Зина замолкла и стала водить по песку носиком башмака. Её возбуждение прошло, она сникла. То, что казалось час назад бесспорным, оказалось сущей ерундой, глупостью. Обидно выглядеть в глазах Сердюкова совершенной дурой. А таковой, вероятно, он теперь её и считает.
– Послушайте, Зинаида Ефремовна. Я понимаю ваши чувства, ваше желание тотчас же найти убийцу любимого брата и покарать его. Но мы должны опираться на факты, а не на домыслы. Может, у Розалии были какие-нибудь особые приметы. Я не имею в виду горб.

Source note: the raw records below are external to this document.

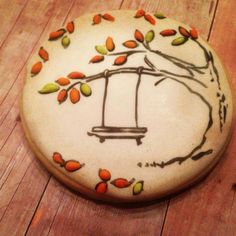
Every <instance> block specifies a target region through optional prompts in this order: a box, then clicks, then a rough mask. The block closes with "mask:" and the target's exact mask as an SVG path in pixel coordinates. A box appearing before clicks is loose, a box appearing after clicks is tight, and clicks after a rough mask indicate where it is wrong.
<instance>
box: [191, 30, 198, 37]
mask: <svg viewBox="0 0 236 236" xmlns="http://www.w3.org/2000/svg"><path fill="white" fill-rule="evenodd" d="M190 34H191V37H192V39H197V38H198V32H197V30H196V29H195V28H192V29H191V30H190Z"/></svg>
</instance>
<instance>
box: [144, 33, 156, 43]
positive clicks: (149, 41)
mask: <svg viewBox="0 0 236 236" xmlns="http://www.w3.org/2000/svg"><path fill="white" fill-rule="evenodd" d="M154 37H155V33H154V31H153V30H150V31H148V32H147V33H146V35H145V41H146V42H147V43H150V42H151V41H152V40H153V39H154Z"/></svg>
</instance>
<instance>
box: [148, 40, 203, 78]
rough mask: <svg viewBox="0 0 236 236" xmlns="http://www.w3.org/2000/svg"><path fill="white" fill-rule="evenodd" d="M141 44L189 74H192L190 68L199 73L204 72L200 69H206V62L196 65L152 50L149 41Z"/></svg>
mask: <svg viewBox="0 0 236 236" xmlns="http://www.w3.org/2000/svg"><path fill="white" fill-rule="evenodd" d="M143 46H144V47H145V48H146V49H147V50H148V51H150V52H153V53H155V54H157V55H159V56H161V57H163V58H165V59H167V60H169V61H170V62H172V63H173V64H175V65H176V66H178V67H181V68H182V69H185V70H186V71H187V72H188V73H189V74H190V75H193V72H192V71H191V70H193V71H195V72H197V73H199V74H204V72H202V71H201V70H200V69H206V68H207V67H208V63H207V64H206V65H204V66H196V65H194V64H193V63H190V62H187V61H184V60H182V59H179V58H177V57H174V56H171V55H168V54H165V53H163V52H161V51H159V50H152V49H151V47H150V45H149V43H147V44H145V43H143Z"/></svg>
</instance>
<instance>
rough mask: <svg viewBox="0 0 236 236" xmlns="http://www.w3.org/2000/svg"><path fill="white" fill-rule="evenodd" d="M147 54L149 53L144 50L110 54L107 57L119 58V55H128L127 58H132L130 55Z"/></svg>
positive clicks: (116, 52)
mask: <svg viewBox="0 0 236 236" xmlns="http://www.w3.org/2000/svg"><path fill="white" fill-rule="evenodd" d="M145 52H147V51H144V50H130V51H123V52H116V53H110V54H107V56H117V55H127V56H130V55H132V54H135V53H145Z"/></svg>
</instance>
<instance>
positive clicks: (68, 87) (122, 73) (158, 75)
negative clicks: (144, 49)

– Была родинка на спине, под правой лопаткой. Большая такая, вроде как цветок черный. Я еще удивлялась, Розалия, и родинка наподобие розы. Чудно! Мы когда купаться ходили, тогда я и заметила эту родинку.
– Да! – протянул Сердюков. – Родинка на спине – очень весомый аргумент для ареста.

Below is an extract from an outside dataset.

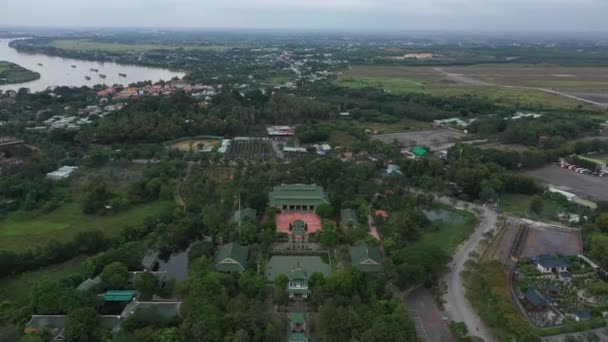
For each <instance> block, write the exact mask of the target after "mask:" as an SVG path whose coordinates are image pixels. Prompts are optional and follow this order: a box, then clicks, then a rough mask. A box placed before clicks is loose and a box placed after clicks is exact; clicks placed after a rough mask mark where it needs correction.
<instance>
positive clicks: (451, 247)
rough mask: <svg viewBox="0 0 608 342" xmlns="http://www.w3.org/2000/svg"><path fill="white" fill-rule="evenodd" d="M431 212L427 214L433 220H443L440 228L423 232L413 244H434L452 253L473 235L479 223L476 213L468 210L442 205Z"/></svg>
mask: <svg viewBox="0 0 608 342" xmlns="http://www.w3.org/2000/svg"><path fill="white" fill-rule="evenodd" d="M430 213H438V214H430ZM430 213H427V214H426V215H427V217H428V218H429V219H430V220H431V221H437V220H441V221H440V224H439V229H438V230H436V231H429V232H425V233H423V235H422V237H421V238H420V240H418V241H416V242H415V243H414V244H413V245H415V244H423V245H424V244H434V245H437V246H439V247H441V248H442V249H443V250H445V251H446V252H448V253H449V254H450V255H451V254H453V253H454V250H455V249H456V247H458V245H460V244H461V243H462V242H463V241H465V240H466V239H467V238H468V237H469V236H470V235H471V233H472V232H473V230H474V229H475V226H476V225H477V218H476V217H475V215H473V214H471V213H469V212H467V211H463V210H456V209H453V208H451V207H447V206H440V209H439V211H431V212H430Z"/></svg>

День перевалил к вечеру, жара спадала, с моря подул ветерок. Константин Митрофанович сидел на крыльце флигеля, куда он заточил пленницу. По его просьбе дворник раздобыл ему старый, прошлого урожая гранат, и теперь Сердюков аккуратно выколупывал зернышки и сосредоточенно считал их. Это занятие его успокаивало, что было весьма кстати. Ему только что пришлось чуть ли не палкой прогнать прочь тетку Гирей, пришедшую навестить пленницу. Пожилая женщина снова принялась стенать и увещевать следователя слезами, умоляя его отпустить несчастную горбунью. Но Сердюков уже был не властен над ходом событий. Если еще утром он колебался, то теперь картина стала иной. После разговора с Зинаидой Боровицкой его разыскал городовой, посланный местным полицейским начальством с просьбой прибыть незамедлительно. В кабинете генерала Константин Митрофанович узнал, что из Петербурга пришло по телеграфу предписание незамедлительно начать тщательное расследование убийства зятя действительного статского советника Гнедина. Таисия телеграфировала родителям о своем несчастье, и её отец тотчас же предпринял решительные действия. Поэтому теперь следствие приняло совершенно официальный характер, и, как ни крути, надо было везти несчастную подозреваемую в столицу для опознания. Вот что значит высокое родство! Был бы просто Боровицкий, так и прикрыли бы дельце в два счета! А так нет, пожалуйте самое тщательное расследование, да еще поручите самому толковому следователю, который, как нарочно, именно тут и оказался!